Understanding the stability of Antarctic Ice Sheets is the key to understanding past climates and the response of ice-sheets to warming. Here we examine the middle through early Miocene marine depositional record in the Weddell Sea. Sediments were recovered at Ocean Drilling Program (ODP) Site 694 located in 4653 m of water in the Weddell Sea Abyssal Plain. Environmental interpretation of the sediment was hampered by poor recovery, poor magnetostratigraphy and siliceous biostratigraphy. Recovery averaged 57%, but ranged from 0 to 100% throughout the cores. Turbidite sediments at this site could have been sourced from East or West Antarctica. Ice-rafted sediments are most likely from the East Antarctic Ice Sheet (EAIS) since the ice sheet formed about 34 mya, while the West Antarctic Ice Sheet (WAIS), which includes the Antarctic Peninsula, probably didn’t form until about 5 mya.

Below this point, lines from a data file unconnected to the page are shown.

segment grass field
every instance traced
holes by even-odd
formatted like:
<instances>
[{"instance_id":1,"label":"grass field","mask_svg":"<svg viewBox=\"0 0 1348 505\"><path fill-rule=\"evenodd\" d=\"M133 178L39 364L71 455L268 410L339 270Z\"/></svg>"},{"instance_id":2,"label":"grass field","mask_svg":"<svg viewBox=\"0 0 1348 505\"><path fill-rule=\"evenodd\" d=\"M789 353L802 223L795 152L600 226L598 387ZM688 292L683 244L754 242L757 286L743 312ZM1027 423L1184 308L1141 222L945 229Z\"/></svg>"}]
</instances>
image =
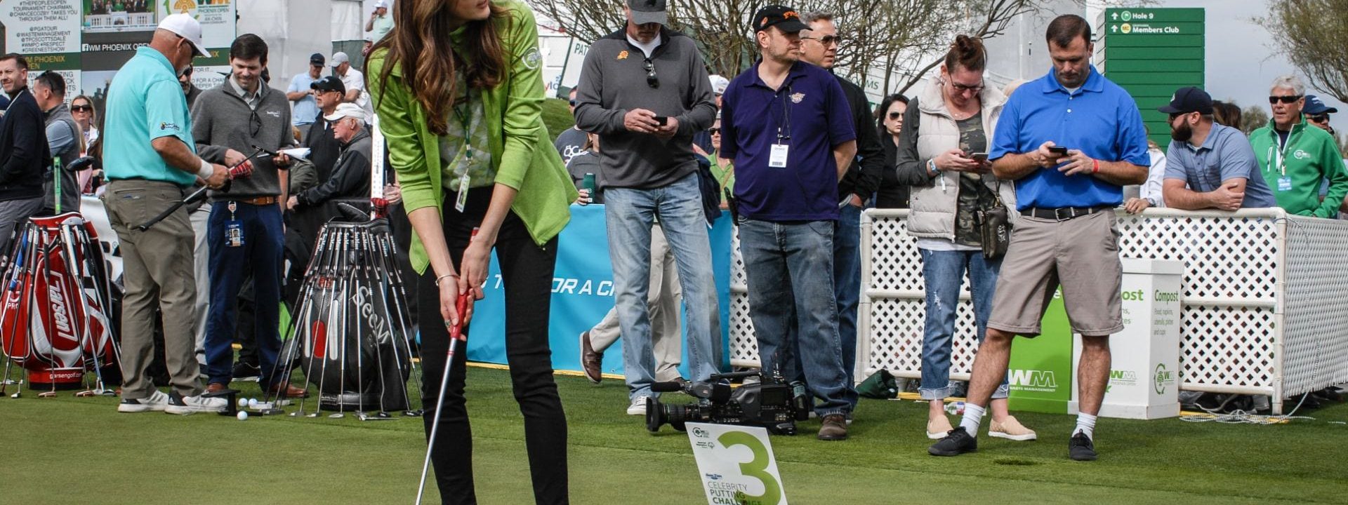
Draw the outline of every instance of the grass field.
<instances>
[{"instance_id":1,"label":"grass field","mask_svg":"<svg viewBox=\"0 0 1348 505\"><path fill-rule=\"evenodd\" d=\"M669 427L650 434L623 415L620 380L557 381L570 428L573 504L706 502L687 438ZM508 373L472 368L468 388L480 501L531 502ZM0 504L406 504L425 454L417 419L239 422L117 413L111 397L24 395L0 399ZM933 458L922 436L925 409L863 400L849 440L816 440L813 420L802 427L809 435L774 436L786 496L793 504L1348 501L1344 404L1282 426L1101 419L1101 458L1092 463L1066 459L1074 417L1038 413L1018 415L1038 442L984 436L977 454Z\"/></svg>"}]
</instances>

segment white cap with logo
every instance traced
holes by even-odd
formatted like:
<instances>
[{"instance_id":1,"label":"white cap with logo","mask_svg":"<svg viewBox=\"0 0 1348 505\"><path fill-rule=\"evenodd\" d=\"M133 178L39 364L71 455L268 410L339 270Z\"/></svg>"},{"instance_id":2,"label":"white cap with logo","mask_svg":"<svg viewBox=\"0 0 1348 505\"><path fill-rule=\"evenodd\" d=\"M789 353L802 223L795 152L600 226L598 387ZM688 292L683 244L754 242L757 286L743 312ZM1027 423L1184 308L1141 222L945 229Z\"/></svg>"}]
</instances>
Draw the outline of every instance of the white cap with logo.
<instances>
[{"instance_id":1,"label":"white cap with logo","mask_svg":"<svg viewBox=\"0 0 1348 505\"><path fill-rule=\"evenodd\" d=\"M164 18L164 20L159 22L159 30L171 31L191 42L191 47L197 50L197 55L210 55L210 51L206 50L206 43L201 40L201 23L195 18L191 18L191 15L175 13Z\"/></svg>"}]
</instances>

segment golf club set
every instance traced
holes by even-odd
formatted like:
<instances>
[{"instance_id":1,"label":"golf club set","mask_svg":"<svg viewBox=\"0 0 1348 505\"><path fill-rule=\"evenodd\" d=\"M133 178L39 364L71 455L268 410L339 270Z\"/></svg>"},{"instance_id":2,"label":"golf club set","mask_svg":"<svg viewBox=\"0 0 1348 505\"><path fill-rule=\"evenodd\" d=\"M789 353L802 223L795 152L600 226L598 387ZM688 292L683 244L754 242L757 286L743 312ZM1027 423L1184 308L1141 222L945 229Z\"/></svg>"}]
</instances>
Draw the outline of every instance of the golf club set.
<instances>
[{"instance_id":1,"label":"golf club set","mask_svg":"<svg viewBox=\"0 0 1348 505\"><path fill-rule=\"evenodd\" d=\"M350 205L340 203L345 218L334 218L319 230L314 253L305 268L299 303L290 335L275 370L287 378L298 364L307 382L318 388L313 412L306 399L291 416L329 417L355 412L360 420L421 416L414 409L407 381L419 372L412 361L410 337L415 333L392 232L384 218L371 220ZM275 376L274 373L274 376ZM288 384L284 384L288 385ZM284 386L278 391L284 392ZM263 413L290 403L264 399ZM268 411L270 408L270 411Z\"/></svg>"}]
</instances>

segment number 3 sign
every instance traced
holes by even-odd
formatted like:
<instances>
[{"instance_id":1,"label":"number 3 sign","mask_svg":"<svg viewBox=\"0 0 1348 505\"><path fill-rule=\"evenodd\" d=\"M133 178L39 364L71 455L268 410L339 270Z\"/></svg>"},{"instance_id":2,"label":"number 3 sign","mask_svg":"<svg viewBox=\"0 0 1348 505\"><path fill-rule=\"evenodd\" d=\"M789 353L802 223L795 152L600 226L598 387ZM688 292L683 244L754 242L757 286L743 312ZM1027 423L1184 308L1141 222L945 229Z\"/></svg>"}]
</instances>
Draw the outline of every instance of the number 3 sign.
<instances>
[{"instance_id":1,"label":"number 3 sign","mask_svg":"<svg viewBox=\"0 0 1348 505\"><path fill-rule=\"evenodd\" d=\"M697 470L710 505L786 505L767 430L687 423Z\"/></svg>"}]
</instances>

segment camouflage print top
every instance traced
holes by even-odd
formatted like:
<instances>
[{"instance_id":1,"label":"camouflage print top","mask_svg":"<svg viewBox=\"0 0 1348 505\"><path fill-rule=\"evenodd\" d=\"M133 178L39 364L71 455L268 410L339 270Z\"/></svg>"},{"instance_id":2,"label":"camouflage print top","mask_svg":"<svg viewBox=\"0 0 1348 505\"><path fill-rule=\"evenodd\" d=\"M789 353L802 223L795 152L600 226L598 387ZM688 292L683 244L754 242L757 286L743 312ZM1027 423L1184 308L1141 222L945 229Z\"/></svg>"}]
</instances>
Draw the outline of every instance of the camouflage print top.
<instances>
[{"instance_id":1,"label":"camouflage print top","mask_svg":"<svg viewBox=\"0 0 1348 505\"><path fill-rule=\"evenodd\" d=\"M954 123L960 127L960 149L967 156L975 152L988 152L988 136L983 129L983 114L973 114L973 117ZM992 191L983 183L984 176L991 175L960 172L960 198L954 211L956 244L983 245L983 236L973 222L973 215L980 206L991 206L995 202Z\"/></svg>"}]
</instances>

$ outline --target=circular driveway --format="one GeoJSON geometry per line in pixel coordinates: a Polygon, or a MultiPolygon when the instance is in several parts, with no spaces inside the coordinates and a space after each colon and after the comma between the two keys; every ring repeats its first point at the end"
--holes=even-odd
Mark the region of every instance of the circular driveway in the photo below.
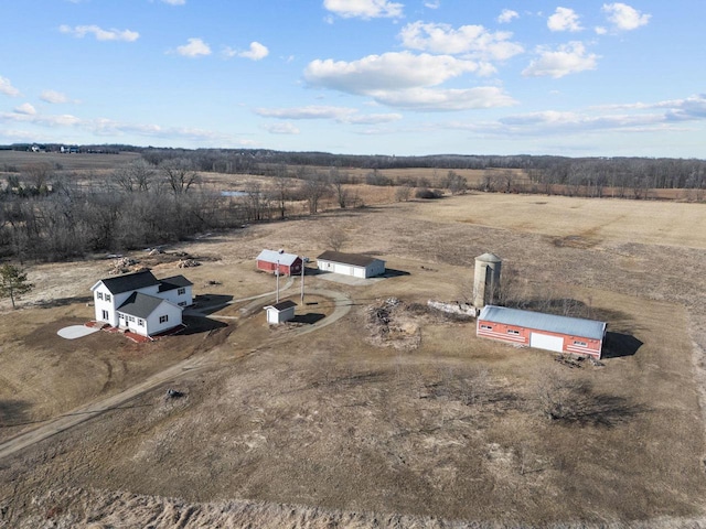
{"type": "Polygon", "coordinates": [[[87,327],[86,325],[71,325],[68,327],[60,328],[56,334],[58,334],[62,338],[66,339],[76,339],[83,336],[88,336],[89,334],[96,333],[100,331],[99,327],[87,327]]]}

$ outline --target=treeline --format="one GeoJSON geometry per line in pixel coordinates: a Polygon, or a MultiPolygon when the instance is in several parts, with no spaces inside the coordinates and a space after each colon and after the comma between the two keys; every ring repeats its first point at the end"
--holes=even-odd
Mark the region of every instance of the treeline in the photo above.
{"type": "Polygon", "coordinates": [[[53,261],[94,252],[140,249],[195,234],[315,214],[321,201],[360,205],[335,170],[282,173],[236,196],[202,185],[193,162],[137,159],[100,182],[33,164],[0,185],[0,258],[53,261]],[[295,177],[297,176],[297,177],[295,177]]]}

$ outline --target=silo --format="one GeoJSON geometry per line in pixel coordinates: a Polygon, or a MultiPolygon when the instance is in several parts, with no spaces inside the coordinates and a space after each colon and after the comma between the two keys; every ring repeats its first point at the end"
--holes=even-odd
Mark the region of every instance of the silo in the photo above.
{"type": "Polygon", "coordinates": [[[482,309],[492,305],[500,290],[500,269],[502,261],[494,253],[483,253],[475,258],[473,278],[473,306],[482,309]]]}

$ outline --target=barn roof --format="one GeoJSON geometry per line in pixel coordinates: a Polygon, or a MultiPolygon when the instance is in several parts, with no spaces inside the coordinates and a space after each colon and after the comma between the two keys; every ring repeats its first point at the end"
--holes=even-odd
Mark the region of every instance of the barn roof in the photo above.
{"type": "Polygon", "coordinates": [[[159,291],[160,292],[167,292],[170,290],[176,290],[176,289],[181,289],[184,287],[191,287],[192,283],[191,281],[189,281],[186,278],[184,278],[183,276],[172,276],[171,278],[165,278],[160,280],[159,282],[159,291]]]}
{"type": "Polygon", "coordinates": [[[322,261],[340,262],[342,264],[352,264],[354,267],[367,267],[375,261],[382,261],[382,259],[365,256],[363,253],[343,253],[342,251],[324,251],[317,257],[317,259],[322,261]]]}
{"type": "Polygon", "coordinates": [[[297,259],[299,259],[299,256],[296,256],[295,253],[285,253],[284,251],[280,252],[275,250],[263,250],[260,251],[260,255],[257,256],[258,261],[275,263],[279,261],[280,264],[285,264],[286,267],[292,266],[297,259]]]}
{"type": "Polygon", "coordinates": [[[149,270],[141,272],[126,273],[116,278],[106,278],[98,281],[90,290],[96,290],[99,283],[105,284],[111,294],[120,294],[131,290],[139,290],[146,287],[154,287],[159,284],[157,278],[149,270]]]}
{"type": "Polygon", "coordinates": [[[549,331],[552,333],[581,336],[585,338],[602,339],[606,323],[581,317],[557,316],[542,312],[521,311],[506,306],[485,305],[478,316],[479,320],[518,327],[549,331]]]}
{"type": "Polygon", "coordinates": [[[130,296],[125,300],[125,303],[118,307],[118,312],[136,317],[147,319],[162,303],[169,302],[161,298],[143,294],[142,292],[132,292],[130,296]]]}

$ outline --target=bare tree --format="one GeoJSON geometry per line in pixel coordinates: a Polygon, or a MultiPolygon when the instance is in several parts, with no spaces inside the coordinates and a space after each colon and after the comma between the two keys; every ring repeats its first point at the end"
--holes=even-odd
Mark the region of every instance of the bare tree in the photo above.
{"type": "Polygon", "coordinates": [[[201,182],[201,177],[194,171],[192,162],[184,158],[164,160],[160,163],[159,169],[174,195],[188,193],[193,185],[201,182]]]}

Using visual descriptions, smear slides, grain size and XRF analyses, and the shipboard report, we determined that the > 350 m Miocene sequence consists of six sedimentary facies: silt, laminated silt, diatom clayey mud/mudstone, diatom clay/claystone, diamictite, sandy mud and sand. Facies associations suggest deposition via turbidity currents, ice-rafted detritus and hemipelagic settling. Turbidites dominate the stratigraphy between about 17-16.3, 13.9-9.8 and after 9.0 m.y. Ice-rafted sediments, defined here are large (>1 cm in diameter) dropstones and isolated sand grains. Ice –rafted sediments dominate between about 14.2 and 13.7 m.y., but they are also present in hemipelagic sediments and in turbidites, where they are observed in the fine-grained intervals. Clay mineralogy, U-Pb ages of zircons and Ar/Ar ages of hornblendes support an East Antarctic source.

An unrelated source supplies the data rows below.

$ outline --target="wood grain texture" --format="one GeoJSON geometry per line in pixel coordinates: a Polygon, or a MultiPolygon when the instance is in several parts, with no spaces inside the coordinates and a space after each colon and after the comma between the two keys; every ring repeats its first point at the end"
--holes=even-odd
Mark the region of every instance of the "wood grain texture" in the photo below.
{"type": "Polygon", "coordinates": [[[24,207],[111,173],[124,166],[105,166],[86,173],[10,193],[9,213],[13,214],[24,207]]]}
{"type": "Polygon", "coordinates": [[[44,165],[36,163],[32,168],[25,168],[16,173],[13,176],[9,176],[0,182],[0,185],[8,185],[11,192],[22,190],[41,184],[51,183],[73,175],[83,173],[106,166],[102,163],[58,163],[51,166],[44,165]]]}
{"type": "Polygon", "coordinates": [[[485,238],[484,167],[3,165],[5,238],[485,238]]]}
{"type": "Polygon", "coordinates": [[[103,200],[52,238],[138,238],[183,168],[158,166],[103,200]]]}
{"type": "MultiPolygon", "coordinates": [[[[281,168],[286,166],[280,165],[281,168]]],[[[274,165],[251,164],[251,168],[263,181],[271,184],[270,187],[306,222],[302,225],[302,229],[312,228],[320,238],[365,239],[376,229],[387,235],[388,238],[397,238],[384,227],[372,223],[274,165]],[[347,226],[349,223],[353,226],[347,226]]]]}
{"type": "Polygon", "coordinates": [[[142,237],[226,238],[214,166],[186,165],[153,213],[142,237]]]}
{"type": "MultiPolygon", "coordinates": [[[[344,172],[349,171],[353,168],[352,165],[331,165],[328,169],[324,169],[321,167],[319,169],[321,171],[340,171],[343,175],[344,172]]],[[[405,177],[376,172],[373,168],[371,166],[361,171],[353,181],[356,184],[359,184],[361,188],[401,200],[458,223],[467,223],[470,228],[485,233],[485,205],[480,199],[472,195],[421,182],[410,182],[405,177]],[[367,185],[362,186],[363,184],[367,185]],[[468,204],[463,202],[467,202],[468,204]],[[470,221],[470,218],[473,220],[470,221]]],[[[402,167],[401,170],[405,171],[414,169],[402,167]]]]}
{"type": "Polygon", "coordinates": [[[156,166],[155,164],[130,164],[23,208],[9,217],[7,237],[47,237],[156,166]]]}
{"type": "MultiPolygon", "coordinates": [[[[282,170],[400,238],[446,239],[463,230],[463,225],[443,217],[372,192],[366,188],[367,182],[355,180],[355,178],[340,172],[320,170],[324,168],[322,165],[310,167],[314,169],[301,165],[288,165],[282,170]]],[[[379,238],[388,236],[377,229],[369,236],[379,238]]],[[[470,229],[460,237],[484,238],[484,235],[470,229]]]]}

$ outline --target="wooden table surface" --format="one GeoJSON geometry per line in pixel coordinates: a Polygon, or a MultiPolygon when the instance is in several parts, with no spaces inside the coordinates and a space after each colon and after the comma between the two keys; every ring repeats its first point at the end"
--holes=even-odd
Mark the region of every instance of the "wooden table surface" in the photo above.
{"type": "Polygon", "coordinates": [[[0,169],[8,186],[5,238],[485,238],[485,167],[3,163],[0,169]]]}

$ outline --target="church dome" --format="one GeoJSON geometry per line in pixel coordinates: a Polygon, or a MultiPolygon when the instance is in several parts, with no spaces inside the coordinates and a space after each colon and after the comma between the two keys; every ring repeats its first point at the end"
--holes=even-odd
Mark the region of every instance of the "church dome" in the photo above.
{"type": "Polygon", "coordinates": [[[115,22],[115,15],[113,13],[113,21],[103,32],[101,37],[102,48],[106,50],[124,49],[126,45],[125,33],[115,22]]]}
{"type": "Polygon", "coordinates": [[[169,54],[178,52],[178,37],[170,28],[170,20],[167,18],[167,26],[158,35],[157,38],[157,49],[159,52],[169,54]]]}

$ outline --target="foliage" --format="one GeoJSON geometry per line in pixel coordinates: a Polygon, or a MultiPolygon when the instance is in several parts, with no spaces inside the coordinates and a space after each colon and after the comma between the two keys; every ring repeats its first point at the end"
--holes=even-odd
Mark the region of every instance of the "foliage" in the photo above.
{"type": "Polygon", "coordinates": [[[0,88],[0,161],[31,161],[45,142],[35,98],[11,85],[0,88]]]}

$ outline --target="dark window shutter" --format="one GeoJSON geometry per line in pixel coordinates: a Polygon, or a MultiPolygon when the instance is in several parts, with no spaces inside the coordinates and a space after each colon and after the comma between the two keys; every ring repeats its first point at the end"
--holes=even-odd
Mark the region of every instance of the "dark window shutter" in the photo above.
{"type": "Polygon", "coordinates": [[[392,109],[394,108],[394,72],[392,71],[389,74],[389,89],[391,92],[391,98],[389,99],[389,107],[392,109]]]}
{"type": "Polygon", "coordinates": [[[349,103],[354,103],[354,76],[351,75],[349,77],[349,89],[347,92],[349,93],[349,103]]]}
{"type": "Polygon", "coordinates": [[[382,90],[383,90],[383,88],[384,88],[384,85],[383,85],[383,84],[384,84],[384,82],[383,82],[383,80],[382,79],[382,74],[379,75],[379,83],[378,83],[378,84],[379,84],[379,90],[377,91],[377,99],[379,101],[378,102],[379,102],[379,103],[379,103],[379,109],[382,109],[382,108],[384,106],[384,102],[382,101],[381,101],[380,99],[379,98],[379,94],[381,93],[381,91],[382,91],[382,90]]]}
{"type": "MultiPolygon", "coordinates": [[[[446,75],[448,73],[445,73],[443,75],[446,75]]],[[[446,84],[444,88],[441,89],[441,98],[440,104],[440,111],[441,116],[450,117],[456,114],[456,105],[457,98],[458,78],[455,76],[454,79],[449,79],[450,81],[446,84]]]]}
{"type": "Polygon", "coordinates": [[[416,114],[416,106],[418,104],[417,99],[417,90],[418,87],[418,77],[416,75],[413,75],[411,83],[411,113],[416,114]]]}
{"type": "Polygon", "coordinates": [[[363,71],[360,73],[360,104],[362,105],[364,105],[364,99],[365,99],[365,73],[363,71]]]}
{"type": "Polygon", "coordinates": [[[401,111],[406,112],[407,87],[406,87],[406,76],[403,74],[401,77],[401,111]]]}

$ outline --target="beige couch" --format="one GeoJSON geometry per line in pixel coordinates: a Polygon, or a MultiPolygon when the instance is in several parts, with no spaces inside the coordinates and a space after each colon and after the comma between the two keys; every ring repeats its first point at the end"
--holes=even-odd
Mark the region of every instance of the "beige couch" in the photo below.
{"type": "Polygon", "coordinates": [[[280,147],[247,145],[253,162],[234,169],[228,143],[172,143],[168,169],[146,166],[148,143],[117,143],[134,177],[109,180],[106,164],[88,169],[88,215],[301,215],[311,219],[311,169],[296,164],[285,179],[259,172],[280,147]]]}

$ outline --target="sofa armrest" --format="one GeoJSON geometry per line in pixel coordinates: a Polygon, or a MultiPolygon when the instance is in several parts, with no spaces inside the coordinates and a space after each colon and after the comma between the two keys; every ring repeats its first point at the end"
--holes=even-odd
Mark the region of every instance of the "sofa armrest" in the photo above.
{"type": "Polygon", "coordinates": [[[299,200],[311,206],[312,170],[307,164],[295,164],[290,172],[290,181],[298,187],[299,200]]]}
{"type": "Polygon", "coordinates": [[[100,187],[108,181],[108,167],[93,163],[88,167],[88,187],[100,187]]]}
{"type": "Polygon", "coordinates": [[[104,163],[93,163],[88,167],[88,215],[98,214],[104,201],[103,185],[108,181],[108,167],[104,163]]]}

Hemipelagic sedimentation, which consists of clay, silt and diatoms, shows varying abundance of diatoms indicating changes in surface water (climate) conditions. These changes correlate with diatom abundance at ODP Sites 689 and 690. Continued investigation will correlate the Miocene diatom abundances at other Weddell Sea locations.